PILOT: masters and district judges vital in moving cases to mediation, says Lord Neuberger


District judges and masters at London's commercial courts should be given the chance to force parties to mediate before they are allowed to come to court to see if the idea would work, a law lord has said.



Speaking at the first anniversary of the Mayor's and City of London Court's mediation pilot, Lord Neuberger, who was promoted from the Court of Appeal in January this year, said he thought a mediation scheme giving 'the right of a district judge to order mediation seems to me something worth considering'. He said masters and district judges were vital in moving cases to mediation.



Commercial litigation should benefit from such a move, according to Seamus Smyth, head of litigation at City firm Carter Lemon Camerons. 'Broadly, I'm in favour of vesting in district judges and masters the power to impose mediation, because of the potential benefits.' Mediation produces surprising successes that might not happen without some encouragement, Mr Smyth said, but he added that there should be no adverse consequences if the mediation fails.



Compulsion will not be a wholly popular move, however.
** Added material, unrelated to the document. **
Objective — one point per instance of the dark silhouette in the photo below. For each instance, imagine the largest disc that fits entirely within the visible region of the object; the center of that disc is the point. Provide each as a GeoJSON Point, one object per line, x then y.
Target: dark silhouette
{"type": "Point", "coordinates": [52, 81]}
Richard Stephens, mediator and legal consultant, said mediation is 'good and valuable' but it should not be used to save an ailing system. 'I'm not sure litigants would like to be told that they must use mediation because the court system is creaking at the seams,' he said.



Though the Mayor's and City of London Court's voluntary mediation pilot has been hailed because of a quoted 82% success rate, this achievement is being judged on only 17 cases mediated over the course of a year.



Jeremy Ferguson, chairman of the mediation committee at Devon and Exeter Law Society, which also runs a small claims mediation pilot, said some reports have found that success rates drop when an element of compulsion is introduced. 'That doesn't invalidate a pilot,' he said.